Laney Colloquium in Religion Events
February 7, 12:00 pm - 1:00 pm
Guest Lecture: "Muslims, Christians, and Jews in the Ottoman Middle East"
Heather J. Sharkey
Location: DUC E334
In the mid-nineteenth century, the Ottoman sultan issued reforms that seemed to proclaim the social equality of Christians and Jews relative to Muslims as Ottoman subjects. These reforms ended a practice that Islamic states had followed since the early Islamic era, of identifying non-Muslim subjects as dhimmis: protected but subordinate people, who had to pay a tax called the jizya in recognition of their status. Approaching this subject through the lenses of material and military history, I will examine how Ottoman reforms affected the way Christians, Jews, and Muslims related to each other in the long nineteenth century. I will argue that the late Ottoman state’s efforts to dismantle some old hierarchies, while preserving others, ultimately heightened tensions along religious lines and set the stage for the twentieth-century Middle East.
Dr. Sharkey is an Associate Professor in Near Eastern Languages and Cultures at the University of Pennsylvania. Dr. Sharkey's talk discusses an aspect of her book, A History of Muslims, Christians, and Jews in the Middle East, which is due to appear from Cambridge University Press in March 2017. For more information on Dr. Sharkey's research and publications, visit http://www.sas.upenn.edu/~hsharkey/Home.html
March 14, 11:30 am - 1:00 pm
“Christian Ethics and American Politics”: A Lunchtime Conversation with Authors
Timothy P. Jackson and Ted A. Smith
Location: DUC E334
Lunch provided for those who register, email email@example.com
Timothy Jackson is Professor of Christian Ethics at Candler School of Theology and a Senior Fellow of the Center for the Study of Law and Religion. His 2015 book, Political Agape: Christian Love and Liberal Democracy presents a vision in which love for God and love for one’s neighbors shapes American law and politics.

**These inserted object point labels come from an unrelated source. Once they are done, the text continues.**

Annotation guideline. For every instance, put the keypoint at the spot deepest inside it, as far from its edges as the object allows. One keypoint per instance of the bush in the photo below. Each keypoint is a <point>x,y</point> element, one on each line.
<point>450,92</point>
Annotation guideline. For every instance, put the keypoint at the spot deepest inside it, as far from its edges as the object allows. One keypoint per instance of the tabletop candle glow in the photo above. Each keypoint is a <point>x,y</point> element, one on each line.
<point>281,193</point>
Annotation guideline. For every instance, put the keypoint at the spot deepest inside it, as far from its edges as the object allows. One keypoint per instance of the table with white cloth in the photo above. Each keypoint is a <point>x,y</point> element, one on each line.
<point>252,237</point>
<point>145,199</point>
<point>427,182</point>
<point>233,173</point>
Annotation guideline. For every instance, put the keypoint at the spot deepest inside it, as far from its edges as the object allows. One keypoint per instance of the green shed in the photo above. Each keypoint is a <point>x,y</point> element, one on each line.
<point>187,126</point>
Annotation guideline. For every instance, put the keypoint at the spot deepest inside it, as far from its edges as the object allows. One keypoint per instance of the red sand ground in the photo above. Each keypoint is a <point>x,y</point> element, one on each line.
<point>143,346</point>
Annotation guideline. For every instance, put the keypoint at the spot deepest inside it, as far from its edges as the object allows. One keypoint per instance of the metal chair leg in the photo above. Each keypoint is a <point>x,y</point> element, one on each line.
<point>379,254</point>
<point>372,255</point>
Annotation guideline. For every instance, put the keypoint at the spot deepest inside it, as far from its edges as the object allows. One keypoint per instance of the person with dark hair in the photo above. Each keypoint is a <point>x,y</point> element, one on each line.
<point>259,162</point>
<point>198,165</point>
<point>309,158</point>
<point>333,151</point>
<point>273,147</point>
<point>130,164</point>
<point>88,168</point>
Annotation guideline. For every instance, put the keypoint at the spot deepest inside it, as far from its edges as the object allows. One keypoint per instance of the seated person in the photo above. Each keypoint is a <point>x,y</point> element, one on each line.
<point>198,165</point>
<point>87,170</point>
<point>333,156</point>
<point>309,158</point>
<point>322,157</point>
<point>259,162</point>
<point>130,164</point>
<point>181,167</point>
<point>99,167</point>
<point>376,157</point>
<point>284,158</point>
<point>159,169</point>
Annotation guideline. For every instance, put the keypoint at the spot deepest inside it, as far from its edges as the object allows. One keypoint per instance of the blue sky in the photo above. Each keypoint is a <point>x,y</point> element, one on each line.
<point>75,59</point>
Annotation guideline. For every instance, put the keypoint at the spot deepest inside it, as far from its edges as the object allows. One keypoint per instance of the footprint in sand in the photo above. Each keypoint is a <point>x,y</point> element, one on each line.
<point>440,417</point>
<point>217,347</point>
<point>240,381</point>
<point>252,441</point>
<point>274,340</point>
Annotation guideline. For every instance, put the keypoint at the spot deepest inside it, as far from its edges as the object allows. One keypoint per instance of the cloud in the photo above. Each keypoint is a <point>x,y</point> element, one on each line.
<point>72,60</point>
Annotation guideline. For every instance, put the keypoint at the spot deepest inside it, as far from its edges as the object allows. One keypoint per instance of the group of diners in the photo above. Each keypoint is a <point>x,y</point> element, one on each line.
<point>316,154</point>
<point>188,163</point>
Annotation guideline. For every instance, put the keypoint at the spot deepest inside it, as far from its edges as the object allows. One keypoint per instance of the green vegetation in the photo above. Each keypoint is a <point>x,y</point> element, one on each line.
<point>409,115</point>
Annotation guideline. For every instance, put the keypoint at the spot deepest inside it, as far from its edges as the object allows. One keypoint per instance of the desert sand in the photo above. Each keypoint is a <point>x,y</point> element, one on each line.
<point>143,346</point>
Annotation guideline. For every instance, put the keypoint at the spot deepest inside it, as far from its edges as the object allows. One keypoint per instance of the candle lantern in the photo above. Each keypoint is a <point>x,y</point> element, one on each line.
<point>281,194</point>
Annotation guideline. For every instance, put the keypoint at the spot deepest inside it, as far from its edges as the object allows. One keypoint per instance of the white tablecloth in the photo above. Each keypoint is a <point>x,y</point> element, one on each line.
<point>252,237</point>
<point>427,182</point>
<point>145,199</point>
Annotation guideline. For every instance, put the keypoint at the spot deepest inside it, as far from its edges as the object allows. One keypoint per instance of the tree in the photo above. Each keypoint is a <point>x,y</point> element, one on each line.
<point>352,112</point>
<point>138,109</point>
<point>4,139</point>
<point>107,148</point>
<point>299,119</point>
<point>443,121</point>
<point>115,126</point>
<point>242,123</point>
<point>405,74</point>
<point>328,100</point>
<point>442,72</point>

Ted Smith is Associate Professor of Preaching and Ethics at Candler School of Theology. His book, The New Measures: A Theological History of Democratic Practice (2007) and Weird John Brown: Divine Violence and the Limits of Ethics (2014) provocatively incorporate streams of theological and political thought.
Visit by Angela Zito
Associate Professor of Anthropology and Religious Studies, NYU
Dr. Zito’s research ranges from the study of ritual in 18th-century China, to Chinese documentary film, to the ways that contemporary Chinese city-dwellers create “new forms of personal value.” Her attention to “bodies in sensory performances” and how materials and media convey those performances unites her diverse academic work. For this and more information on Dr. Zito, visit http://anthropology.as.nyu.edu/object/angelazito.html
Events to include:
April 6, 4:00 - 5:30 pm
Presentation: "The 24 Filial Paragons in China: Forms and capacities, hierarchies of power"
by Angela Zito, NYU
Location: PAIS 290
Reception to follow in PAIS lobby
In China, on July 1, 2013, amendments to the General Law for Care of the Elderly fell squarely on the family itself, deeming it now a crime to “ignore and cold-shoulder” parents. In preparation for these new rules, the Party-state issued a revised set of the original “24 Filial Paragons”—illustrations of the great devotion each of us should give to our parents. Many of these paragons involved sons and daughters harming their own bodies—even cutting off their own flesh. This talk places the “New 24 Filial Paragons” in context with the original, traditional versions that date to the Early Medieval period (125 C E-589 CE) and a previous, more socialist update. The imagination of the older corporeal demands of parent-child ties have been reshaped in modernity, and yet the old tales have profound resonance with Maoist “model persons” and bring a narrative richness to a most intimate arena of ‘being human” or zuoren: the relation of parents and children. Now the stories also give glimpses of another, ever--aggrandizing relationship, the one between newly socially dis-embedded individuals and the state. Through these images, we can appreciate how filiality inhabits a valuably ambiguous place; its shape-shifting between ethics, religion and philosophy only adding to its utility. By “shape-shifting” I mean its polyvalence and value that varies according to (thus indexing), crucial forms of social difference. These include generation, gender, class, political position, geo-location and thus one’s residency status, even education.
April 7, 1:00 - 3:00 pm
Conceptual workshop on religion and media
with Angela Zito, NYU; James Hoesterey, Emory; Hyemin Na, PhD student, Emory
Location: PAIS 230
Within growing theoretical interests in embodiment, practice, materiality and mediation; what might be special about religious mobilizations of the body, of habit/ritual/practice, and of material objects and images?